Ils ne s’accordent sur les travaux de réfection de la porte d’entrée ravagée par les flammes dans la nuit du 29 novembre 2020.

La réfection de la « porte d’entrée » de Foumban divise le sultan et le maire de la cité des arts. En effet, quelques heures après l’incendie qui a décoiffé ce patrimoine, symbole de la richesse culturelle des Bamoum et après une séance de purification organisée en ces lieux par le sultan Ibrahim Mbombo Njoya, les travaux de réfection ont été immédiatement engagés. Mais, les équipes déployées sur le terrain par le sultanat vont recevoir les agents de la police municipale sous l’ordre du maire Patricia Tomaino Ndam Njoya. Ces agents de la police municipale sont venus exiger l’ arrête des travaux. Dans un communiqué rendu public et signé de Patricia Tamaïno Ndam Njoya, le maire de Foumban, évoquant le code général des collectivités territoriales décentralisées, relève que les travaux de réhabilitation de ce monument ne sont pas du ressort du sultanat.

Mais, ce message va être ignoré et les travaux vont se poursuivre sous la supervision du sultan en personne. A son tour, le roi des Bamoun, va adresser une note au maire sous-couvert le préfet du Noun, dans laquelle, il rappelle au chef de l’exécutif communal de Foumban que ce patrimoine appartient au royaume et ne saurait bénéficier d’un financement de la mairie. N’ayant pas digérée cette réponse et au regard de la poursuite des travaux, Patricia Tamaïno Ndam Njoya accompagnée d’une foule en liesse est descendue sur le terrain ce mercredi 2 décembre.

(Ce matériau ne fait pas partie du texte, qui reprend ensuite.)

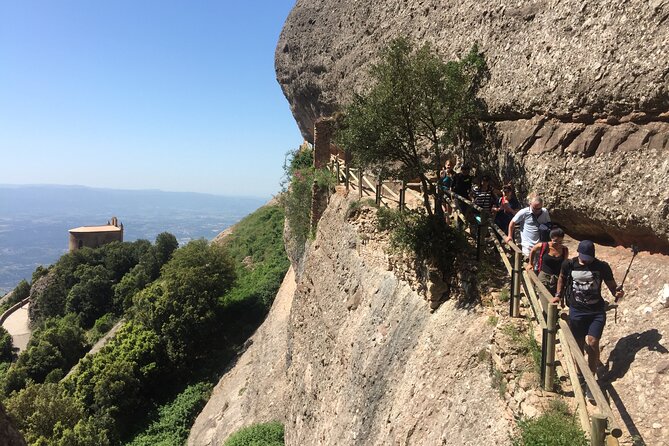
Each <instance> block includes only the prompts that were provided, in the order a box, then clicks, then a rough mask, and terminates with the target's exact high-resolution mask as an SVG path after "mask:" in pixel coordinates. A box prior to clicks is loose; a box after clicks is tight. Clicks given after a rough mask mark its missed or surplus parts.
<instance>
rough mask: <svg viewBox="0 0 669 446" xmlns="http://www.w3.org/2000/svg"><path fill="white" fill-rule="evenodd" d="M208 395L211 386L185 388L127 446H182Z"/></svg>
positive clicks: (158, 413) (202, 385)
mask: <svg viewBox="0 0 669 446" xmlns="http://www.w3.org/2000/svg"><path fill="white" fill-rule="evenodd" d="M210 393H211V385H209V384H206V383H198V384H194V385H191V386H188V387H186V389H185V390H184V391H183V392H181V393H180V394H179V395H178V396H177V397H176V398H174V400H172V401H170V402H169V403H167V404H165V405H163V406H162V407H160V408H159V409H158V415H157V419H156V420H155V421H154V422H153V423H151V425H150V426H149V427H148V428H147V429H146V430H145V431H144V432H142V433H141V434H139V435H137V436H136V437H135V439H134V440H132V441H131V442H129V443H128V444H127V446H154V445H158V444H164V445H177V444H184V443H185V441H186V439H187V438H188V434H189V432H190V428H191V425H192V423H193V421H194V420H195V417H196V416H197V414H198V413H199V412H200V410H201V409H202V408H203V407H204V405H205V404H206V402H207V399H208V398H209V394H210Z"/></svg>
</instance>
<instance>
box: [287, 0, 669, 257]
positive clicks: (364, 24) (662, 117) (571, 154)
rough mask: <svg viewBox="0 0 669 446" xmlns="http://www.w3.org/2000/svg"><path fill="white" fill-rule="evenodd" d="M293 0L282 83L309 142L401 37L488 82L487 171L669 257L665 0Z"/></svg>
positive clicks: (666, 90) (586, 233)
mask: <svg viewBox="0 0 669 446" xmlns="http://www.w3.org/2000/svg"><path fill="white" fill-rule="evenodd" d="M524 3H525V4H524V5H521V6H519V3H518V2H510V1H506V0H496V1H493V2H484V3H481V2H476V1H473V0H465V1H462V2H456V3H453V2H440V1H438V0H388V1H385V2H372V1H353V0H342V1H337V2H335V1H331V0H309V1H306V0H298V1H297V4H296V6H295V8H294V9H293V10H292V12H291V14H290V15H289V17H288V19H287V21H286V24H285V26H284V29H283V32H282V34H281V37H280V39H279V42H278V45H277V49H276V72H277V79H278V81H279V83H280V84H281V87H282V88H283V91H284V93H285V95H286V97H287V98H288V101H289V102H290V104H291V108H292V111H293V114H294V116H295V119H296V120H297V122H298V124H299V126H300V129H301V130H302V133H303V135H304V137H305V138H307V139H309V140H312V137H313V134H312V132H313V124H314V121H315V120H316V119H317V118H319V117H321V116H329V115H332V114H333V113H335V112H336V111H338V110H341V109H342V106H343V105H345V104H346V103H347V101H348V100H349V99H350V97H351V93H352V92H354V91H363V90H364V88H365V87H366V86H367V85H368V84H369V81H370V79H369V75H368V73H367V69H368V66H369V62H370V61H372V60H374V58H375V57H376V55H377V53H378V50H379V49H380V48H381V47H383V46H384V45H386V44H387V43H388V42H389V41H390V40H391V39H392V38H393V37H396V36H398V35H408V36H410V37H412V38H414V39H415V40H417V41H418V42H424V41H429V42H432V43H433V44H434V45H435V46H436V48H438V50H439V52H440V54H442V55H443V56H444V58H445V59H453V58H457V57H458V56H460V55H462V54H464V53H465V52H466V51H467V50H468V49H469V48H470V47H471V46H472V44H473V43H475V42H477V43H478V44H479V47H480V49H481V51H482V52H483V53H484V55H485V57H486V59H487V62H488V66H489V68H490V73H491V77H490V80H489V81H488V83H487V84H486V86H485V87H484V88H483V90H482V93H481V94H482V98H483V99H484V100H485V102H486V103H487V106H488V117H487V119H488V121H489V123H490V125H489V128H488V132H487V138H488V144H487V145H488V147H489V148H490V149H491V150H487V152H488V155H489V156H486V157H484V158H485V160H484V162H483V163H482V168H484V169H492V170H494V171H495V172H496V173H497V175H498V176H499V178H500V179H501V180H511V179H513V180H515V181H516V183H518V184H519V187H520V191H521V193H526V192H527V191H529V190H538V191H540V192H542V193H544V195H546V197H547V198H548V202H549V206H550V207H551V208H552V209H553V210H554V215H555V217H556V218H557V219H558V220H559V221H560V223H562V224H563V225H564V226H566V228H567V229H568V230H569V232H571V233H572V234H574V235H576V236H578V237H591V238H594V239H596V240H599V241H601V242H608V243H619V244H630V243H636V244H638V245H641V246H642V247H643V248H644V249H648V250H651V251H661V252H669V218H668V217H669V187H667V184H669V1H667V0H652V1H643V0H627V1H618V2H601V3H600V4H597V3H592V2H590V3H584V2H579V1H576V0H563V1H554V0H553V1H541V0H540V1H533V2H524Z"/></svg>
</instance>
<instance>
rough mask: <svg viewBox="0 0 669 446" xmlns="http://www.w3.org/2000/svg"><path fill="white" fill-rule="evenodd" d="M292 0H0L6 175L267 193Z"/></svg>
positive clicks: (141, 186)
mask: <svg viewBox="0 0 669 446" xmlns="http://www.w3.org/2000/svg"><path fill="white" fill-rule="evenodd" d="M294 4H295V0H260V1H256V2H233V1H229V0H219V1H214V0H211V1H206V0H197V1H185V0H183V1H173V0H161V1H153V0H114V1H91V0H59V1H57V0H42V1H34V0H20V1H16V0H0V184H61V185H82V186H90V187H103V188H115V189H159V190H165V191H180V192H203V193H212V194H217V195H231V196H256V197H269V196H271V195H273V194H275V193H276V192H278V190H279V188H280V186H279V183H280V180H281V176H282V172H283V170H282V166H283V162H284V158H285V154H286V152H287V151H288V150H292V149H294V148H296V147H298V146H299V145H300V144H301V142H302V137H301V135H300V132H299V130H298V128H297V125H296V123H295V121H294V119H293V117H292V115H291V112H290V107H289V104H288V102H287V101H286V99H285V98H284V96H283V94H282V92H281V88H280V87H279V85H278V83H277V81H276V76H275V72H274V50H275V47H276V42H277V40H278V38H279V34H280V32H281V28H282V27H283V23H284V21H285V19H286V17H287V15H288V13H289V12H290V9H291V8H292V7H293V6H294Z"/></svg>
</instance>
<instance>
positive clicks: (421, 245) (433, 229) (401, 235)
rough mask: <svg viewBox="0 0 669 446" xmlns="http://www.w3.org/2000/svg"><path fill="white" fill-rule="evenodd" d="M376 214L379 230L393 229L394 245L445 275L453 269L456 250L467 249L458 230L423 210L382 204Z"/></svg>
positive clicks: (463, 250)
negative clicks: (404, 208)
mask: <svg viewBox="0 0 669 446" xmlns="http://www.w3.org/2000/svg"><path fill="white" fill-rule="evenodd" d="M377 216H378V226H379V230H381V231H390V244H391V248H393V249H397V250H400V251H403V250H405V251H410V252H413V253H415V254H416V256H417V257H418V259H419V260H427V261H429V262H430V263H431V264H433V265H435V266H437V268H439V271H441V273H442V274H443V275H444V277H445V278H447V277H450V276H451V275H452V274H453V273H454V269H455V259H456V253H458V252H463V251H465V250H466V249H468V245H467V244H466V243H465V241H464V240H463V239H462V235H461V234H460V233H459V232H458V231H456V230H455V229H454V228H453V227H451V226H450V225H448V224H446V223H445V221H444V219H443V218H441V217H438V216H435V215H427V214H426V213H425V211H423V210H406V211H404V212H400V211H397V210H393V209H388V208H384V207H380V208H379V210H378V213H377Z"/></svg>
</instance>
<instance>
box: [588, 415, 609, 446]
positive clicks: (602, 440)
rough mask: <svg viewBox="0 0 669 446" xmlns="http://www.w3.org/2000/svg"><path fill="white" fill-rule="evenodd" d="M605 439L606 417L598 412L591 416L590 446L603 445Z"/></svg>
mask: <svg viewBox="0 0 669 446" xmlns="http://www.w3.org/2000/svg"><path fill="white" fill-rule="evenodd" d="M605 441H606V417H605V416H604V415H602V414H600V413H596V414H594V415H593V416H592V425H591V426H590V446H605V443H604V442H605Z"/></svg>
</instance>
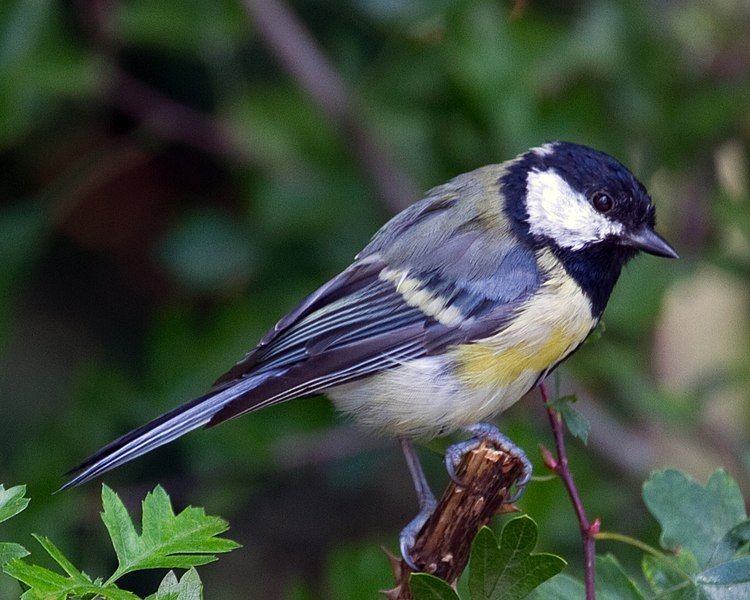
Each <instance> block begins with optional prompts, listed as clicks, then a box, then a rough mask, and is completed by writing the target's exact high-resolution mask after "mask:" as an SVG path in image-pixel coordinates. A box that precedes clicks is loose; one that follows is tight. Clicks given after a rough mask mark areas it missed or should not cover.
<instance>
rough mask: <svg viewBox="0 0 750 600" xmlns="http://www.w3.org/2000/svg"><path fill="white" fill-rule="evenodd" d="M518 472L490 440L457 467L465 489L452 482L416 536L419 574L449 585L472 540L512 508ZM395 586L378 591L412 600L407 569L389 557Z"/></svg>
mask: <svg viewBox="0 0 750 600" xmlns="http://www.w3.org/2000/svg"><path fill="white" fill-rule="evenodd" d="M522 473H523V465H522V463H521V461H520V459H519V458H518V457H516V456H514V455H512V454H508V453H506V452H505V451H503V450H500V449H499V448H496V447H495V445H494V444H493V443H492V442H491V441H489V440H483V441H482V443H481V444H480V445H479V446H478V447H477V448H476V449H475V450H473V451H471V452H469V453H468V454H467V455H466V456H465V457H464V459H463V461H462V462H461V464H460V465H459V467H458V469H457V474H458V477H459V479H460V480H461V481H463V482H465V484H466V487H459V486H457V485H456V484H455V483H453V482H452V481H451V482H450V484H449V485H448V488H447V489H446V490H445V492H444V493H443V496H442V498H441V499H440V501H439V502H438V505H437V507H436V508H435V511H434V512H433V513H432V515H431V516H430V518H429V519H428V520H427V522H426V523H425V524H424V526H423V527H422V529H421V530H420V532H419V534H418V535H417V539H416V542H415V544H414V549H413V551H412V559H413V560H414V562H415V563H416V564H417V565H418V566H419V567H421V569H422V572H424V573H430V574H432V575H435V576H437V577H440V578H441V579H444V580H445V581H447V582H448V583H450V584H451V585H454V584H455V583H456V581H458V578H459V576H460V575H461V573H462V572H463V570H464V568H466V563H467V562H468V560H469V552H470V550H471V542H472V540H473V539H474V536H475V535H476V533H477V531H479V529H480V528H481V527H482V526H484V525H487V524H488V523H489V522H490V520H491V519H492V517H493V516H495V515H496V514H499V513H505V512H512V511H514V510H516V508H515V507H514V506H513V505H508V504H504V501H505V498H507V497H508V490H509V489H510V488H511V486H512V485H513V483H514V482H516V481H517V480H518V479H519V478H520V477H521V475H522ZM391 565H392V567H393V572H394V573H393V574H394V577H395V578H396V587H394V588H393V589H391V590H388V591H384V592H383V593H384V594H385V596H386V597H387V598H388V600H412V596H411V593H410V592H409V576H410V575H411V573H412V569H411V568H410V567H409V565H407V564H406V563H405V562H404V561H403V560H398V559H393V558H391Z"/></svg>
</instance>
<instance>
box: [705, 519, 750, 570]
mask: <svg viewBox="0 0 750 600" xmlns="http://www.w3.org/2000/svg"><path fill="white" fill-rule="evenodd" d="M748 543H750V519H748V520H747V521H743V522H742V523H740V524H739V525H735V526H734V527H732V528H731V529H730V530H729V531H727V533H726V535H725V536H724V537H723V538H721V540H720V541H719V543H718V545H717V546H716V548H715V549H714V553H713V555H712V556H711V559H710V560H709V562H708V566H714V565H718V564H720V563H723V562H726V561H728V560H730V559H732V558H733V557H734V555H735V554H737V552H738V551H739V550H740V548H743V547H745V548H746V547H747V544H748Z"/></svg>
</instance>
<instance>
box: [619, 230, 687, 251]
mask: <svg viewBox="0 0 750 600" xmlns="http://www.w3.org/2000/svg"><path fill="white" fill-rule="evenodd" d="M625 243H626V244H627V245H628V246H633V247H634V248H638V250H643V251H644V252H648V253H649V254H653V255H654V256H663V257H665V258H680V255H679V254H677V252H676V251H675V249H674V248H672V246H670V245H669V243H668V242H667V240H665V239H664V238H663V237H661V236H660V235H659V234H658V233H656V232H655V231H654V230H653V229H651V228H650V227H647V226H645V225H644V226H643V227H641V228H640V229H639V230H638V231H635V232H633V233H630V234H628V235H627V238H626V241H625Z"/></svg>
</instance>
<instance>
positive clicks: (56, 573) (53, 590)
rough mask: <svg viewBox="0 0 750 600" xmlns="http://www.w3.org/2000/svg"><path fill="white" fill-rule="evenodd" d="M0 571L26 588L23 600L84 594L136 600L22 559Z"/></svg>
mask: <svg viewBox="0 0 750 600" xmlns="http://www.w3.org/2000/svg"><path fill="white" fill-rule="evenodd" d="M3 570H4V571H5V573H7V574H8V575H10V576H11V577H13V578H14V579H17V580H18V581H20V582H22V583H25V584H26V585H27V586H29V588H30V589H29V590H28V591H27V592H26V593H24V595H23V596H22V598H23V600H30V599H40V600H42V599H43V600H65V599H66V598H68V597H69V596H75V597H78V596H85V595H87V594H88V595H96V597H97V598H103V599H106V600H139V599H138V596H136V595H135V594H133V593H131V592H127V591H125V590H121V589H120V588H118V587H117V586H114V585H111V584H110V585H106V586H102V585H101V582H98V581H97V582H94V581H92V580H91V579H90V578H89V577H88V576H87V575H85V574H84V573H81V572H77V573H76V574H75V575H70V576H68V577H66V576H64V575H60V574H59V573H55V572H54V571H51V570H49V569H46V568H45V567H40V566H39V565H30V564H28V563H25V562H23V561H22V560H14V561H11V562H9V563H8V564H7V565H5V567H3Z"/></svg>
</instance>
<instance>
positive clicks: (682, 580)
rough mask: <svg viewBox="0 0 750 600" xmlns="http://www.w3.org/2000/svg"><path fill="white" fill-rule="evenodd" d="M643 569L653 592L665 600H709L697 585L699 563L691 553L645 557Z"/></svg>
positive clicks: (686, 552)
mask: <svg viewBox="0 0 750 600" xmlns="http://www.w3.org/2000/svg"><path fill="white" fill-rule="evenodd" d="M641 569H642V570H643V575H644V577H645V578H646V581H647V582H648V584H649V586H650V587H651V590H652V591H653V592H654V593H655V594H656V595H657V596H658V597H659V598H662V599H664V600H688V599H689V600H707V597H706V596H705V595H704V594H703V592H701V591H700V590H699V589H698V587H697V586H696V585H695V581H694V577H695V575H696V574H697V572H698V571H699V567H698V561H697V560H696V558H695V556H693V554H692V553H691V552H690V551H682V552H680V553H679V554H678V555H677V556H653V555H651V554H646V555H644V557H643V559H642V560H641Z"/></svg>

Au volant de son véhicule, elle va fondre sur le dispositif servant d’appui pour les travaux en sommant l’arrêt desdits travaux. Elle va dans la foulée entonner l’hymne national qui sera repris en coeur par les populations en majorité les conducteurs de moto de la ville et les militants de l’Udc. Selon l’exécutif communal de Foumban, le régime de propriété du patrimoine culturel est définit en l’article 6 de la même loi. « Les biens culturels appartiennent soit à l’État et aux collectivités publiques, soit aux particuliers. Les biens culturels appartenant à l’État et aux collectivités publiques sont ceux : crées ou produits sous l’initiative d’une administration ou institution publique. Les biens culturels appartenant à des particuliers sont ceux : issus de leur génie individuel ou collectif, produits de manifestations sociales et de créations individuelles collectives.

Les particuliers cidessus sont constitués des personnes physiques ou morales de droit privés », a-t- elle repris cette disposition de la loi dans son communiqué datant d’hier. En rappel, dans la nuit du 29 novembre 2020, un incendie a réduit en cendres la porte d’entrée de Foumban. Dans une réaction spontanée, les autorités traditionnelles, administratives, municipales et les populations se sont rendus sur les lieux afin de constater les dégâts.

En l’absence d’un système d’invention en cas d’incendie, c’est à l’aide de petits matériels de mains que les populations ont pu limiter les dégâts en éteignant les charpentes qui avaient eu le temps de s’écouler, endommageant ainsi le goudron sur la chaussée, dont une bonne partie a pu être tout de même dégagée par les volontaires.